Le Maroc et son allié israélien ont aussi fait irruption dans la région avec l’objectif évident de créer une autre situation d’instabilité aux frontières de l’Algérie.

Alors qu’Alger et Bamako étaient au bord du clash, Rabat s’est empressé en décembre dernier de proposer une alliance stratégique et un « accès à l’Atlantique » aux pays de la région enclavés et presque tous dirigés par des régimes issus de coups d’État.

La situation risque de se compliquer davantage car la présence étrangère appelle une autre présence étrangère.

Par exemple, l’ingérence russe amènera inévitablement celle des États-Unis qui à son tour donnera à réfléchir à la Chine…Le Sahel est en train de devenir, si ce n’est pas déjà le cas, le terrain de confrontation des grandes puissances de la planète.

Dans cette région, les adversaires de l’Algérie ne se gênent pas de jeter de l’huile sur le feu pour multiplier les foyers de tensions à ses frontières dans le cadre d’une stratégie dangereuse visant à l’affaiblir.

D’autant que des puissances comme la Russie et la Turquie, avec qui l’Algérie entretient de bonnes relations, jouent un jeu trouble au Sahel où elles privilégient leurs intérêts stratégiques au détriment de ceux de la région.

Le 23 janvier, en marge d’une séance-débat de haut niveau du Conseil de sécurité sur la question palestinienne, la crise malienne et la situation au Sahel ont été abordées par le ministre des Affaires étrangères Ahmed Attaf avec ses homologues russe Serguei Lavrov et turc Hakan Fidan.
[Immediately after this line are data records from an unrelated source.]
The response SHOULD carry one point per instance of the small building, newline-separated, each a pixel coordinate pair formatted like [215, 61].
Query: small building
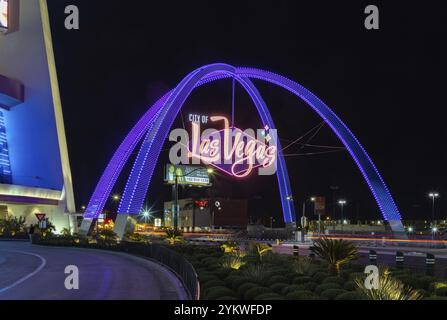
[205, 214]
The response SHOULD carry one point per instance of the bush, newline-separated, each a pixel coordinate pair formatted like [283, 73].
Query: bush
[302, 280]
[234, 281]
[326, 286]
[213, 283]
[227, 298]
[441, 292]
[245, 287]
[278, 287]
[207, 277]
[269, 296]
[350, 286]
[310, 286]
[301, 295]
[331, 294]
[277, 279]
[320, 276]
[353, 295]
[250, 294]
[435, 298]
[336, 280]
[291, 288]
[218, 292]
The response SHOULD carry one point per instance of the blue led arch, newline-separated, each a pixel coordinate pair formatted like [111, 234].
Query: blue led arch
[157, 122]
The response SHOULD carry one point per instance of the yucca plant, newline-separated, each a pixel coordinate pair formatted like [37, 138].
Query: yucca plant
[230, 247]
[335, 252]
[173, 236]
[259, 249]
[388, 289]
[233, 261]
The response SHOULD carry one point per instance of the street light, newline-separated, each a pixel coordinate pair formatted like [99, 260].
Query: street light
[342, 204]
[314, 199]
[433, 196]
[175, 211]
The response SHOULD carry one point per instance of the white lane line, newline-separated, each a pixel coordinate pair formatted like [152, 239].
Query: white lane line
[21, 280]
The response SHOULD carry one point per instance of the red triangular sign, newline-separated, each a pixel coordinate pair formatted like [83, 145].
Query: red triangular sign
[40, 216]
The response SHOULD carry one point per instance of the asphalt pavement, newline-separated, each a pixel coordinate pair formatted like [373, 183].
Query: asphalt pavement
[30, 272]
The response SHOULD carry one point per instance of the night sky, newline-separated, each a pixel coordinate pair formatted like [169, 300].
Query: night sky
[387, 85]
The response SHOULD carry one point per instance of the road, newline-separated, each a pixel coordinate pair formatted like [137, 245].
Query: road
[30, 272]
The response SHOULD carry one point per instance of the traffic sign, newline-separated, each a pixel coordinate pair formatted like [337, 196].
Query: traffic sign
[40, 216]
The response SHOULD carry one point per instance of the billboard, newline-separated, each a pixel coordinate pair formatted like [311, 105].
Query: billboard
[4, 15]
[187, 175]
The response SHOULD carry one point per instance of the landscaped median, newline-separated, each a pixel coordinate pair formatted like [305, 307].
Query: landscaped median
[229, 272]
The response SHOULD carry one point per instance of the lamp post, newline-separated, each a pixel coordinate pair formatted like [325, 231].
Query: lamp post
[433, 196]
[176, 176]
[342, 204]
[313, 199]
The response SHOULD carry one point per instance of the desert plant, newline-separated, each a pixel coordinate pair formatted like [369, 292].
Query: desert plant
[259, 250]
[12, 226]
[107, 237]
[335, 252]
[232, 262]
[256, 273]
[173, 236]
[303, 265]
[230, 247]
[388, 289]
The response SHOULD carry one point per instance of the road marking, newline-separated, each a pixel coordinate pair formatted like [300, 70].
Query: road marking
[23, 279]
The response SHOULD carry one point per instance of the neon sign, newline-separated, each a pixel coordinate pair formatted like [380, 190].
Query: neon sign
[229, 149]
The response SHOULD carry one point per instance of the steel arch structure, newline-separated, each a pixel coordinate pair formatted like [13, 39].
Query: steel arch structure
[157, 121]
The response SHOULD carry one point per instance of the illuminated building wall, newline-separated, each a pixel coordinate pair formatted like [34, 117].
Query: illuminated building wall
[5, 165]
[35, 134]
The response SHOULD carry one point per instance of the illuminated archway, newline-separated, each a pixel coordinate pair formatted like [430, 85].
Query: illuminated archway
[157, 122]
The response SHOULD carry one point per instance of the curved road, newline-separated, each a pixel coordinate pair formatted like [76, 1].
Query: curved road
[30, 272]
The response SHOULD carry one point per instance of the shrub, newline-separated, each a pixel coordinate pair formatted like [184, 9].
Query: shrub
[331, 294]
[335, 252]
[350, 286]
[320, 276]
[213, 283]
[278, 287]
[291, 288]
[268, 296]
[251, 293]
[245, 287]
[301, 295]
[232, 262]
[353, 295]
[310, 286]
[277, 279]
[218, 292]
[326, 286]
[435, 298]
[227, 298]
[442, 291]
[389, 289]
[302, 280]
[337, 280]
[256, 273]
[235, 281]
[207, 277]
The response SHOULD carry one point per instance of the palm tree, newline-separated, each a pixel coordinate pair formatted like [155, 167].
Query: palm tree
[173, 236]
[388, 289]
[335, 252]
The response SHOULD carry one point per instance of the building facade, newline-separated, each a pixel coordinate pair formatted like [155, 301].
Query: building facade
[35, 175]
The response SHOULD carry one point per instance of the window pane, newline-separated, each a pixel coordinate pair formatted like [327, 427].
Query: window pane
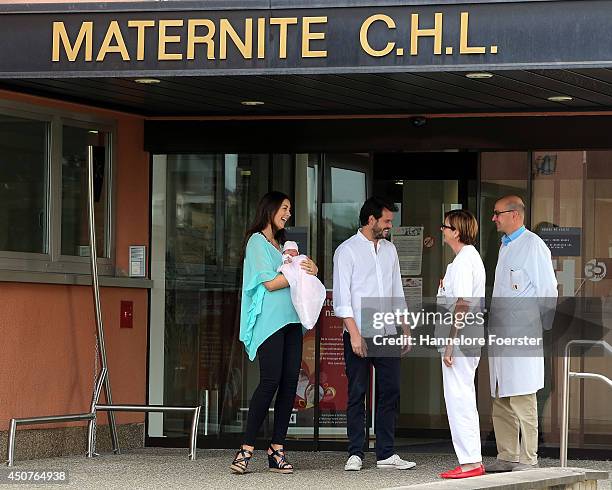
[75, 231]
[23, 170]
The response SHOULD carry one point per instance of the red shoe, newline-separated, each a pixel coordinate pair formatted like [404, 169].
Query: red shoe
[457, 473]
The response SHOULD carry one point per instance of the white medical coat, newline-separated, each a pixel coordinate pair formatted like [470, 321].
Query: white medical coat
[524, 270]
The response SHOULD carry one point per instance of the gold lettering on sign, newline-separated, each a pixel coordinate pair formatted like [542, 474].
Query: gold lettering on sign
[363, 35]
[463, 39]
[261, 38]
[113, 32]
[308, 36]
[436, 32]
[72, 51]
[207, 39]
[140, 25]
[165, 39]
[245, 47]
[282, 23]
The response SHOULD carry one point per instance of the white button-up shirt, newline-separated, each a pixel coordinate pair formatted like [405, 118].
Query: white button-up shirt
[361, 271]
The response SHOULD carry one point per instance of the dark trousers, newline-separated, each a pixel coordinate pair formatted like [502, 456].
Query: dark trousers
[387, 398]
[280, 357]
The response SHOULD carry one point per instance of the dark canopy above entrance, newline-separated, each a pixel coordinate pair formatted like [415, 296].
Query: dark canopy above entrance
[376, 94]
[358, 57]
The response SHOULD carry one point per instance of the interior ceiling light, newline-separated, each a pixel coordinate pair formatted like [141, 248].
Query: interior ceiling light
[560, 98]
[479, 75]
[147, 81]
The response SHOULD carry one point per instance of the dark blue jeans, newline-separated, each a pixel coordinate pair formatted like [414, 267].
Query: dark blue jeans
[387, 391]
[280, 357]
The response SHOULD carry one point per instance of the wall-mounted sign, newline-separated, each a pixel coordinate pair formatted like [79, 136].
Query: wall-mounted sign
[226, 39]
[138, 261]
[562, 241]
[595, 270]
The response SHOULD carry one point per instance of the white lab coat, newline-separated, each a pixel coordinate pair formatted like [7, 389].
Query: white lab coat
[524, 270]
[307, 292]
[465, 278]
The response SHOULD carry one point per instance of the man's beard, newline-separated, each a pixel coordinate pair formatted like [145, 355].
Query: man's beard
[379, 233]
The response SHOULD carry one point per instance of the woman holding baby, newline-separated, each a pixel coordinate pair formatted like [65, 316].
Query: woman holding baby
[270, 329]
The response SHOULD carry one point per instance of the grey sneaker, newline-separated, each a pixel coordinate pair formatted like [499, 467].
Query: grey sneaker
[395, 462]
[353, 463]
[500, 466]
[524, 467]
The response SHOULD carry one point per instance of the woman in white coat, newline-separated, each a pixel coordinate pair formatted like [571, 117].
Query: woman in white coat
[462, 290]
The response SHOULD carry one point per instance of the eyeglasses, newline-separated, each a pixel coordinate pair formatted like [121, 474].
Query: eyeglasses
[497, 213]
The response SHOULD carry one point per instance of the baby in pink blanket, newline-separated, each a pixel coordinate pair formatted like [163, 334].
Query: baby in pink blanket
[307, 292]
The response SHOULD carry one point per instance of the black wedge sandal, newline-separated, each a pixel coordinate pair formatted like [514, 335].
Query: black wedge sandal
[241, 461]
[280, 465]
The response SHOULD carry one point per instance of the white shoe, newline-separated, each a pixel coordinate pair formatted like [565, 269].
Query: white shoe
[395, 463]
[353, 463]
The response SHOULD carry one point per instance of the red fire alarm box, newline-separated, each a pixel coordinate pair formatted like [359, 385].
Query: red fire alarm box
[126, 318]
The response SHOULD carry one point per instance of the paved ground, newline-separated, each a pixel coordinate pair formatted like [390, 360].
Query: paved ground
[154, 468]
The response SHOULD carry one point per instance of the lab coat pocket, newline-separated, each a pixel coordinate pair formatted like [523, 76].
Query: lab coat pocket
[518, 280]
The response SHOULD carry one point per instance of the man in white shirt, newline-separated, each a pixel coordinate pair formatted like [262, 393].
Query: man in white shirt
[525, 284]
[366, 266]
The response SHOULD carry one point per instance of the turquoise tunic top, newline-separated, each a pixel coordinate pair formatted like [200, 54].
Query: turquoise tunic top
[262, 312]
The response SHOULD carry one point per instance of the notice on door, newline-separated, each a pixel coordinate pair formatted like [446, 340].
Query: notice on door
[408, 241]
[413, 292]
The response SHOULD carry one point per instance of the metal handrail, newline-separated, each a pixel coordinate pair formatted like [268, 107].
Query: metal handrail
[567, 374]
[193, 433]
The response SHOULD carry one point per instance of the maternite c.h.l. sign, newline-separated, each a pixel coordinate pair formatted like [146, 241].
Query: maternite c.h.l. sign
[323, 40]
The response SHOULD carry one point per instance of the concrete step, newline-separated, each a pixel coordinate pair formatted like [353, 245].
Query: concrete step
[557, 478]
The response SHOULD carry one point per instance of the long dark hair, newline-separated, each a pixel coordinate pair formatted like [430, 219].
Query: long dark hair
[268, 206]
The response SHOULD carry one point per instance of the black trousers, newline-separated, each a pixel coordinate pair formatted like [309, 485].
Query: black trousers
[387, 398]
[280, 357]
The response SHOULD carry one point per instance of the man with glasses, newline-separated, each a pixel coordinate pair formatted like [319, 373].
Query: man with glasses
[524, 284]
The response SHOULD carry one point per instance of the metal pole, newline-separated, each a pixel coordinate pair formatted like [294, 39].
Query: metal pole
[96, 294]
[565, 407]
[194, 433]
[91, 426]
[11, 442]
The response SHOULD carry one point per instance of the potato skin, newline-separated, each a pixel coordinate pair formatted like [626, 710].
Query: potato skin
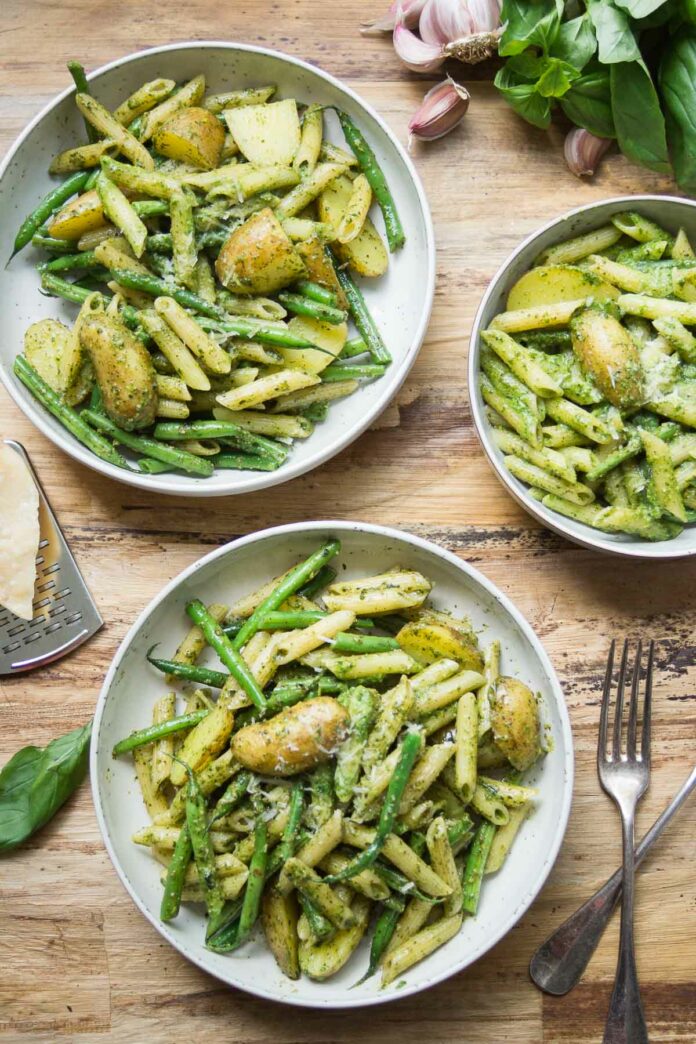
[123, 370]
[191, 136]
[296, 739]
[516, 724]
[259, 257]
[607, 351]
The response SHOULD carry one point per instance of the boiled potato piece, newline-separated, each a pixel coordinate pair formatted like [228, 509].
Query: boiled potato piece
[191, 136]
[319, 269]
[259, 257]
[607, 351]
[54, 353]
[296, 739]
[279, 917]
[123, 370]
[550, 284]
[330, 337]
[428, 641]
[80, 215]
[266, 135]
[366, 253]
[516, 724]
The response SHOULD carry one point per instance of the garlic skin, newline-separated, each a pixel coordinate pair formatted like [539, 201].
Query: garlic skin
[444, 107]
[583, 150]
[416, 54]
[410, 15]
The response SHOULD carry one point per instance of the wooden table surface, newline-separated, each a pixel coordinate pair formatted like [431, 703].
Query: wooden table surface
[78, 962]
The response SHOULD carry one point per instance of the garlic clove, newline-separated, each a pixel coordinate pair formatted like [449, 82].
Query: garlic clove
[442, 108]
[414, 52]
[583, 150]
[410, 10]
[445, 20]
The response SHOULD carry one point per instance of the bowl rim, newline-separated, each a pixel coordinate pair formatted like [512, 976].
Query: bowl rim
[249, 481]
[503, 601]
[552, 520]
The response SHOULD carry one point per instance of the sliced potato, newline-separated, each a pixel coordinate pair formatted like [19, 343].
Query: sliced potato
[80, 215]
[259, 256]
[516, 722]
[549, 284]
[296, 739]
[191, 136]
[328, 336]
[428, 641]
[54, 353]
[123, 370]
[605, 348]
[266, 134]
[366, 253]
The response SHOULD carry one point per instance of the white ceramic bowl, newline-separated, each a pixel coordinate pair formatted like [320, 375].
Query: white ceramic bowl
[670, 212]
[132, 687]
[400, 302]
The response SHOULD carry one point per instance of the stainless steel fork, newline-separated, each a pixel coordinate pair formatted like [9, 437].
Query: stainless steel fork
[624, 773]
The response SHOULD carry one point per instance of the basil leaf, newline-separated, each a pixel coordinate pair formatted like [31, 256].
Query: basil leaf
[524, 98]
[615, 39]
[640, 8]
[556, 78]
[638, 118]
[677, 81]
[589, 103]
[576, 42]
[36, 783]
[529, 23]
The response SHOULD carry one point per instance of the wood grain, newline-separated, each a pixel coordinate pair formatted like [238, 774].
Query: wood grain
[78, 961]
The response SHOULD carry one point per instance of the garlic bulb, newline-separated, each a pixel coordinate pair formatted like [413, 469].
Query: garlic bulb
[442, 108]
[583, 150]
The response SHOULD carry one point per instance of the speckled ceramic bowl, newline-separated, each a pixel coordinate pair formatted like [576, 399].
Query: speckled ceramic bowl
[400, 302]
[132, 687]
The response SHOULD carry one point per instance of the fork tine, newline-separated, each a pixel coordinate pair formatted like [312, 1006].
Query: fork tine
[619, 709]
[647, 708]
[604, 713]
[632, 713]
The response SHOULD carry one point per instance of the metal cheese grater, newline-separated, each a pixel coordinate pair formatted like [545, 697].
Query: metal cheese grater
[65, 613]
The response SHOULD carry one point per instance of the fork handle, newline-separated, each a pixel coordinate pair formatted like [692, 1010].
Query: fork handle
[625, 1022]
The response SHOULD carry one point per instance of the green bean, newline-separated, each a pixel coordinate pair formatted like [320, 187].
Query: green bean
[361, 317]
[259, 445]
[66, 414]
[289, 585]
[196, 822]
[375, 175]
[478, 855]
[232, 797]
[154, 732]
[69, 261]
[322, 578]
[47, 206]
[204, 675]
[288, 843]
[384, 929]
[226, 651]
[173, 885]
[301, 305]
[142, 444]
[317, 292]
[410, 748]
[81, 87]
[346, 373]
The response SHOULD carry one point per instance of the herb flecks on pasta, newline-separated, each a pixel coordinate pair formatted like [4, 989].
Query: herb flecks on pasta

Le Mali se dirige droit vers la guerre civile avec le risque de ne pas en sortir à cause justement de cette interférence d’intérêts géostratégiques antagoniques, comme cela s’est vérifié en Libye où les puissances en présence bloquent toute possibilité de solution depuis plus de dix ans. Les mêmes forces étrangères qui empêchent la Libye de retrouver la stabilité sont présentes au Mali.

Or, l’Algérie est échaudée par ce qui s’est passé en Libye et ne veut pas la réédition d’un tel scénario à ses frontières sud.

« Nous n’accepterons jamais que ce qui s’est passé en Libye se reproduise à nos frontières sud. Nous savons ce que nous a coûté l’affaire de Tiguentourine », a clairement signifié Ahmed Attaf dans son entretien avec Al Jazeera.

C’est en effet des frontières libyennes que s’étaient infiltrés les terroristes qui avaient attaqué le site gazier algérien en janvier 2013, un peu plus d’une année après la chute du régime de Mouammar Kadhafi.

Les groupes terroristes qui écument aujourd’hui le Sahel sont munis d’armements lourds et sophistiqués venant des stocks de l’armée libyenne après son effondrement.

Et ce ne sont plus des groupes épars comme le passé mais des armées de terroristes. L’été dernier, l’ONU avait indiqué dans un rapport que les multiples groupes terroristes actifs au Mali ont doublé la superficie des territoires qu’ils contrôlaient une année auparavant. L’Algérie a toutes les raisons de s’inquiéter et de ne pas baisser la garde.